Fill in the ports/host — defaults: bind 127.0.0.1, target host localhost — and press Ctrl-s. sshelf spawns a detached ssh -N … reusing the host’s auth exactly as connect does (keys/agent/ProxyJump, stored password, site defaults), then waits briefly to confirm the tunnel actually bound. A failure is shown in the popup so you can fix a field and retry:

  • local port already in use — pick another port;
  • privileged port — ports below 1024 need root; use 1024 or higher;
  • server refused the remote bind — the server’s sshd controls remote binds (GatewayPorts);
  • authentication / DNS failures, reported as-is.
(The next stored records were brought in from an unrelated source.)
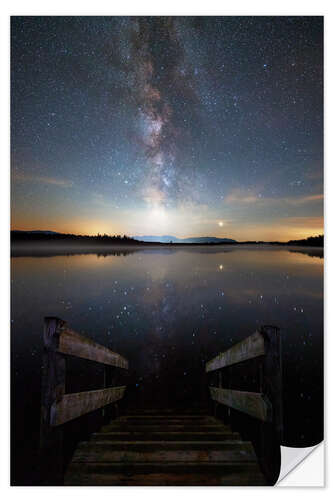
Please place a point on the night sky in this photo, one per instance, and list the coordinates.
(188, 126)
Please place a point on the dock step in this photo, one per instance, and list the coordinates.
(164, 449)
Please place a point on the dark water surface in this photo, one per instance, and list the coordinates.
(168, 310)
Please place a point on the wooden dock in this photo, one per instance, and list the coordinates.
(162, 447)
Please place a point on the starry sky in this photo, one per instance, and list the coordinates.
(187, 126)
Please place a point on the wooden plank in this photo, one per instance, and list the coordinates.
(252, 403)
(53, 389)
(164, 474)
(251, 347)
(74, 405)
(75, 344)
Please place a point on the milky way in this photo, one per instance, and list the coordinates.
(200, 119)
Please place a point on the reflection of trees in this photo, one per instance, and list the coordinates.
(22, 250)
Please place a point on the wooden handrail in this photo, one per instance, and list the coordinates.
(252, 403)
(76, 404)
(265, 405)
(77, 345)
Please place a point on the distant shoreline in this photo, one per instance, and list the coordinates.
(58, 239)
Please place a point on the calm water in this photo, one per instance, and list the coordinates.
(168, 311)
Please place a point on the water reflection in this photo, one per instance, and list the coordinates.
(168, 310)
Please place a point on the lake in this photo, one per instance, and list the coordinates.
(168, 310)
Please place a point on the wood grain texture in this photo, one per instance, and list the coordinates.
(251, 347)
(75, 344)
(74, 405)
(251, 403)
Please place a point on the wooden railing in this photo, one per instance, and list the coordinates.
(57, 408)
(266, 404)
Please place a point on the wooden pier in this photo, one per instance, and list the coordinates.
(160, 447)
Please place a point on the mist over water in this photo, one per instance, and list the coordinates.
(168, 311)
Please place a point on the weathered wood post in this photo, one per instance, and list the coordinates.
(53, 389)
(272, 375)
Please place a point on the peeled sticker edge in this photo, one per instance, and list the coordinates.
(292, 458)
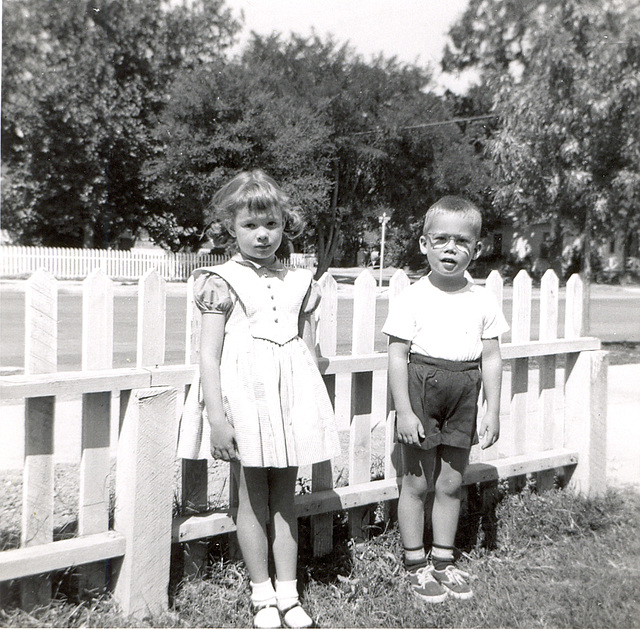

On success you’re back at the list and the tunnel runs on its own.

The forwards manager (F4)

Lists every active forward across all hosts — host, a summary like L 127.0.0.1:8080 → db:3306, pid, and age.

KeyAction
/ , Ctrl-p / Ctrl-nmove the selection
d (or k), then ystop the selected forward
Esc / Ctrl-s / Ctrl-cclose the manager

The list refreshes live and is reconciled against the actually-running processes: a forward that ends — stopped here, killed from another terminal, or dropped on its own after sleep or network loss — disappears within a moment, and on every launch sshelf shows only forwards that are still really up. The ledger lives in forwards.json (data model), but the processes are authoritative — the file is just remembered PIDs. Design details: decisions.md, D-021.

Why they survive

Each forward is its own detached process in its own process group, with no tie to sshelf or your terminal: quitting sshelf orphans it (fine), and closing the terminal doesn’t hang it up. Stop one from F4 — or kill <pid> works too; sshelf notices either way.